### Data collection

Hubei Province, located in the center of China and north of the Dongting Lake, has a population of more than 58 million. Hubei is known as the “province of thousands of lakes”. Except the main stream of the Yangtze River and Han River, there are 4228 rivers and 755 lakes in the province. The large water areas provide an easy spread of *Shigella spp*. Therefore, it is of great value to study shigellosis transmissibility in Hubei Province, China.
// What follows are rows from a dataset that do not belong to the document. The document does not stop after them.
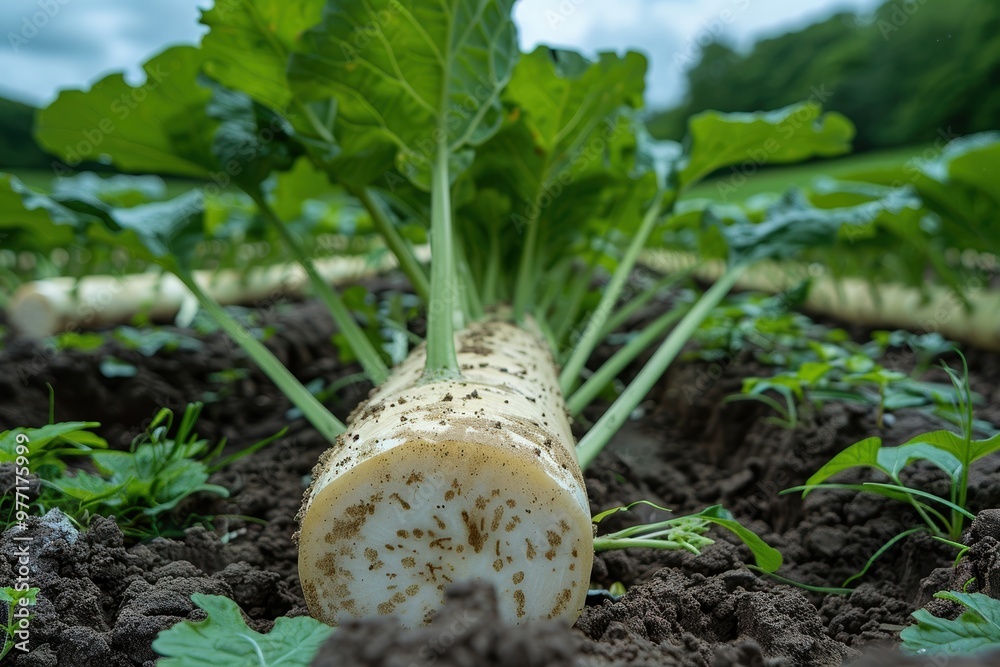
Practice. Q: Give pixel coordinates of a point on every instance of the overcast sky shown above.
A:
(82, 40)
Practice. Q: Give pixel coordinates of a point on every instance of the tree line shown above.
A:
(909, 73)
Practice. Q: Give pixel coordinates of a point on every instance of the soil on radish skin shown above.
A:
(104, 598)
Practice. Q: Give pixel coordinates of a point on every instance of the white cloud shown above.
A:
(86, 39)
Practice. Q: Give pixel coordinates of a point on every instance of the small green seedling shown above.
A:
(977, 630)
(952, 453)
(224, 640)
(686, 532)
(141, 486)
(50, 447)
(17, 602)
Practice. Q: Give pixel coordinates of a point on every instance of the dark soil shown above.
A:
(103, 599)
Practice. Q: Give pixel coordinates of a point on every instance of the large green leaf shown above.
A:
(863, 453)
(794, 133)
(224, 640)
(252, 141)
(32, 220)
(554, 163)
(975, 631)
(249, 42)
(793, 225)
(410, 75)
(568, 100)
(159, 126)
(170, 230)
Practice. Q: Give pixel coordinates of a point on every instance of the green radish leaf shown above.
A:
(794, 225)
(955, 444)
(410, 75)
(876, 487)
(894, 459)
(170, 230)
(977, 630)
(251, 142)
(159, 126)
(812, 371)
(767, 557)
(863, 453)
(794, 133)
(224, 640)
(249, 42)
(563, 160)
(117, 190)
(971, 160)
(568, 100)
(35, 220)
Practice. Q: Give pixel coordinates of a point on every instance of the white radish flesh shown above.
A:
(448, 481)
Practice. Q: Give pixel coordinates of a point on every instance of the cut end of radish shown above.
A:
(394, 531)
(37, 312)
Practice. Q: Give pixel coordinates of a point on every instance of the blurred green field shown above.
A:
(877, 166)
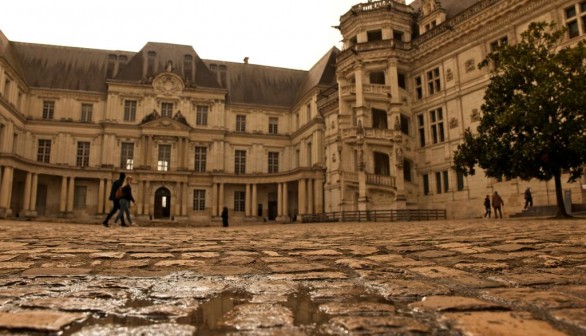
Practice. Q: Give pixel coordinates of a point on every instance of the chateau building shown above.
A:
(370, 127)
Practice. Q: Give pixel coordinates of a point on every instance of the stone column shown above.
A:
(70, 195)
(101, 197)
(301, 198)
(279, 200)
(214, 199)
(285, 201)
(318, 191)
(34, 188)
(310, 196)
(247, 201)
(5, 190)
(254, 202)
(26, 202)
(63, 196)
(221, 203)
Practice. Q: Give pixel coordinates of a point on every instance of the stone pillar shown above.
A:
(310, 196)
(221, 202)
(5, 190)
(70, 194)
(34, 187)
(247, 201)
(279, 200)
(26, 202)
(301, 198)
(214, 199)
(63, 196)
(100, 209)
(147, 198)
(285, 201)
(319, 194)
(253, 206)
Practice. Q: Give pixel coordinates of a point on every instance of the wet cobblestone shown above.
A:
(477, 277)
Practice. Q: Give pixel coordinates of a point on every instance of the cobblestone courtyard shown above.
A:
(477, 277)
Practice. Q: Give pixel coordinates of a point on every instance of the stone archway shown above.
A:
(162, 203)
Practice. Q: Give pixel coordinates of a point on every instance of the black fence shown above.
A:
(398, 215)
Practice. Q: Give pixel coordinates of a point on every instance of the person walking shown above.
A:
(487, 207)
(497, 203)
(115, 201)
(225, 217)
(528, 198)
(124, 201)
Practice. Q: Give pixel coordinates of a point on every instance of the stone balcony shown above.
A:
(372, 134)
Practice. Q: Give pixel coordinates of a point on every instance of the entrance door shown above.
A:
(272, 210)
(42, 199)
(162, 203)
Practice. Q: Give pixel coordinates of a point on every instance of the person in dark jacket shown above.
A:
(225, 217)
(497, 203)
(115, 202)
(487, 207)
(125, 200)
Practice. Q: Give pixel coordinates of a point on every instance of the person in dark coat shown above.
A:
(497, 203)
(115, 202)
(225, 217)
(125, 202)
(528, 198)
(487, 207)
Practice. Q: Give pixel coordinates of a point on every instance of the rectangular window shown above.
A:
(201, 116)
(240, 162)
(167, 110)
(421, 129)
(436, 118)
(199, 200)
(48, 109)
(86, 112)
(433, 81)
(273, 125)
(273, 162)
(406, 170)
(164, 161)
(44, 151)
(460, 180)
(200, 159)
(425, 178)
(79, 197)
(418, 87)
(239, 201)
(83, 154)
(127, 155)
(240, 123)
(129, 110)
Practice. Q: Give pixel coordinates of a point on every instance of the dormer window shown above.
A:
(374, 35)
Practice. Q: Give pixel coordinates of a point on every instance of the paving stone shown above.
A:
(36, 272)
(499, 324)
(574, 317)
(253, 316)
(38, 320)
(451, 303)
(526, 298)
(296, 267)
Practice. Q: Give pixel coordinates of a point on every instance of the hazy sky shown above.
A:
(291, 34)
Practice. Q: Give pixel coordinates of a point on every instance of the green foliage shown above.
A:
(534, 120)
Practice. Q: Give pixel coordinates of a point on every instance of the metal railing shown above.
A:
(396, 215)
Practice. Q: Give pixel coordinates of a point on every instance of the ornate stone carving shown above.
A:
(168, 84)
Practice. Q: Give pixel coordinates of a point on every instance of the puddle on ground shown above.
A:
(208, 317)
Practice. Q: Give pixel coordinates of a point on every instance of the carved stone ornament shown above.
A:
(168, 84)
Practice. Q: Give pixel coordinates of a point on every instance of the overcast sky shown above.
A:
(291, 34)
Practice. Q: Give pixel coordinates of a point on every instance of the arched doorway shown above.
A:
(162, 203)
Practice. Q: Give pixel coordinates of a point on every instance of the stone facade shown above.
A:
(373, 126)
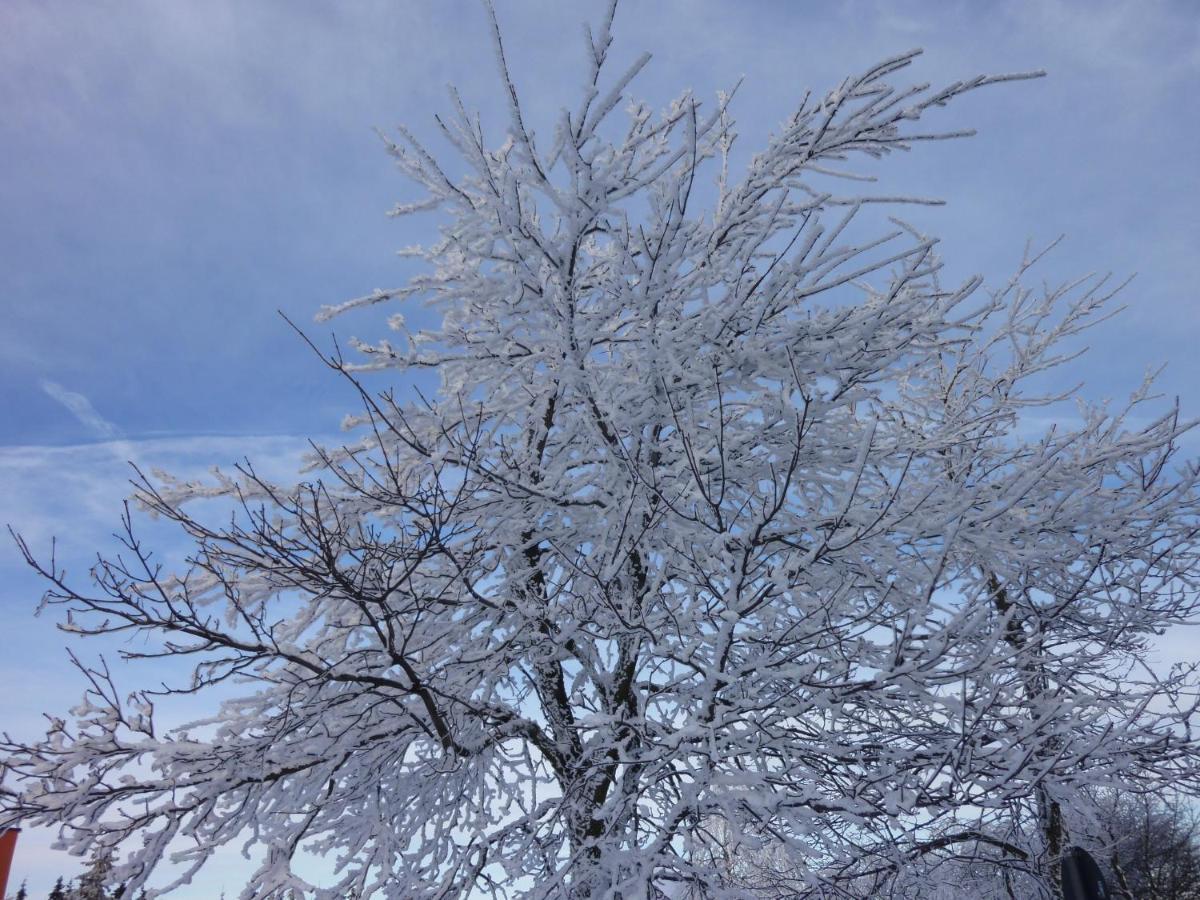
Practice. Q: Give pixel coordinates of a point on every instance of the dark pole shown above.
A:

In this study, we used the dataset of reported shigellosis cases that was built from January 2005 to December 2017 in the province. The sex, age, illness onset date, and diagnosis date of each case was included in the data. Incidences of 12 urban areas (including 7 central districts in Wuhan City and 5 districts in Yichang City) and 14 rural areas (including 5 outer suburbs districts in Wuhan City, and 8 counties or county-level cities in Yichang City) from 2005 to 2017 were collected to compare the difference between urban and rural areas. All the cases were collected from the China Information System for Disease Control and Prevention. All the cases were identified following the case definitions from “Diagnostic criteria for bacterial and amoebic dysentery (WS287-2008)” announced by the National Health Commission of the People’s Republic of China:

- A)
Suspected cases: Diarrhea, with purulent or mucous stool or watery stool or sparse stool, accompanied by severe symptoms after internal emergencies, has not yet been identified form other causes of diarrhea.

- B)
Clinically diagnosed cases: A patient who has the following 4 items: 1) unclean diet and/or contact history with dysentery patients; 2) sudden onset, chills and high fever, followed by abdominal pain, diarrhea and internal urgency, severe defecation 10 to 20 times a day, but not much, purulent stool, and moderate systemic poisoning symptoms; or severe symptoms like convulsions, headache, systemic muscle ache, dehydration and electrolyte disorders, may have left lower abdominal tenderness with bowel ringing hyperactivity; 3) routine stool examination showed that white blood cells or pus cells > = 15/HPF (400 folds), erythrocyte and phagocyte could be seen; 4) excluding diarrhea caused by other causes.

- C)
Confirmed cases: *Shigella spp* was tested positive by fecal culture from clinical diagnosis of cases.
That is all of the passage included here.